Friday, May 7, 1999 Published at 05:29 GMT 06:29 UK
Westminster will never be the same
Parliament: facing unprecedented change
By Political Correspondent Nick Assinder
Whatever the ultimate outcome of the elections to the Scottish Parliament and the Welsh Assembly, one thing is certain - "British" politics will never be the same again.
Devolution will have a profound effect on the way the Houses of Parliament carry out their duties.
It will come as no surprise to learn that, for the most part, the government and the authorities still have little idea of how to address these issues.
No-one has any trouble identifying the problems associated with devolution, and everyone agrees procedures in Westminster will have to change.
But there is little chance the issues will be resolved before the new bodies have started to meet, raising fears of a short-term constitutional shambles.
The powerful procedure committee of the Commons is currently investigating the knock-on effects of devolution and has already published an interim report.
A final report, which should address the most fundamental issues, is expected within the next couple of months.
Top of the list of problems is the age-old "West Lothian question" - named after MP Tam Dalyell who used to sit for that constituency and who first raised the question.
The simple answer is that the government has chosen to ignore the problem, or refuse to admit that it exists.
Leader of the House, Margaret Beckett, recently told the committee: "We are all members here. We are all elected on the same basis and must have the same rules and freedoms."
MPs faced "a choice of two evils", the anomaly of the present system and the "even less desirable" alternative of giving some MPs different rights in the same parliament, she said.
So, for the foreseeable future, members of the Scottish Parliament will be able to continue voting on issues that affect England while the reverse will not be true.
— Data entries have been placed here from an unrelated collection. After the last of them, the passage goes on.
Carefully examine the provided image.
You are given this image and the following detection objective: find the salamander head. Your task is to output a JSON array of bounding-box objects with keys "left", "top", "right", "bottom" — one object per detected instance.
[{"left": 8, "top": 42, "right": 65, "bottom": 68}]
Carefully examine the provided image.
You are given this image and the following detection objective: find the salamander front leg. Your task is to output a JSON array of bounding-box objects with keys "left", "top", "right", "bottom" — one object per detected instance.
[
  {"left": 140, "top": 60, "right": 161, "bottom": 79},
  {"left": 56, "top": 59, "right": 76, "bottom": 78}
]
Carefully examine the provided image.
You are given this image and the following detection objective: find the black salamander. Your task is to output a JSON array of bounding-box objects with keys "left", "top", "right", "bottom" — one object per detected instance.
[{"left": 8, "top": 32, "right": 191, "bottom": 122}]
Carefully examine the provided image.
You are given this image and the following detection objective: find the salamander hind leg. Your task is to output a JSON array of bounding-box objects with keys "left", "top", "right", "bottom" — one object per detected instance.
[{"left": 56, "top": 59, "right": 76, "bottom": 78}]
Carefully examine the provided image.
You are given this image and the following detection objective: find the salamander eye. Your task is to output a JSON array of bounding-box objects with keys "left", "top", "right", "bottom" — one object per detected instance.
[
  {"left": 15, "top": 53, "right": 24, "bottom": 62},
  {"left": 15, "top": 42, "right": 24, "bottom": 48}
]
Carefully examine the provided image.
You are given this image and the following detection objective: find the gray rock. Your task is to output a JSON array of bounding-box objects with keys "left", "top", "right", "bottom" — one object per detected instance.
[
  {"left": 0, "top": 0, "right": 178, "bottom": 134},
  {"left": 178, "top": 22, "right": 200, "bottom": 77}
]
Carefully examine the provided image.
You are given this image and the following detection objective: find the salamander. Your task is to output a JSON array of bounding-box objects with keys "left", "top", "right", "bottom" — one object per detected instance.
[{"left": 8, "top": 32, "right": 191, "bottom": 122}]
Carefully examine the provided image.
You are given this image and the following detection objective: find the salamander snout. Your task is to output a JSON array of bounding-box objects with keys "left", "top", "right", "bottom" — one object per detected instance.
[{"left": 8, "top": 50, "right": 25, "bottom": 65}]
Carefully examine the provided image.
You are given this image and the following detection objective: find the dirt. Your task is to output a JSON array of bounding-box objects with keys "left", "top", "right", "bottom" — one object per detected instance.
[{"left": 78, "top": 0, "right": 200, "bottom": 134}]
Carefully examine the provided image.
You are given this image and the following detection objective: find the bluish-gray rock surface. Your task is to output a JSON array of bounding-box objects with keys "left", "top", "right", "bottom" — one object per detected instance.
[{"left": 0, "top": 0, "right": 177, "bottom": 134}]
Labour has, at least, attempted to tackle the other historical problem of Scotland's and Wales' over-representation at Westminster.
The government is committed to reducing the number of Scottish MPs from 72 to about 58 after the next election - with a similar reduction in Wales.
But what is still unclear is whether the Scottish and Welsh Grand Committees - which have given the two countries their own voice in Westminster - will continue.
The procedure committee wants them abolished and it is difficult to see what function they would fill after devolution has taken effect.
Similarly, the monthly Scottish and Welsh question time on the floor of the Commons, may be dramatically curtailed.
Many of the questions MPs would once have put to the respective secretaries of state will no longer be admissible because many of their responsibilities will have transferred to the assemblies. So it is possible question time will be shortened.
This may not happen immediately, but it is inconceivable that the jobs will remain once the countries have their own "prime ministers".
It is likely a single new secretary of state with responsibility for Scotland, Wales and Northern Ireland will be created in the cabinet.
Finally, of course, the expected Labour victory in the polls will spark a minor Cabinet re-shuffle with Scottish Secretary Donald Dewar and Welsh Secretary Alun Michael being replaced.
Although MPs can sit in both their national assemblies and in Westminster, they cannot take up a ministerial post.
There have even been rumours that Tony Blair might use the re-shuffle to undo the heavy Scottish bias in the Cabinet.
The ultimate effect of all this is likely to be that - while Scotland, Wales and Northern Ireland get a more powerful voice - Westminster will become even more marginalised.
The government is already under constant attack for by-passing the Commons, and devolution will make that process easier.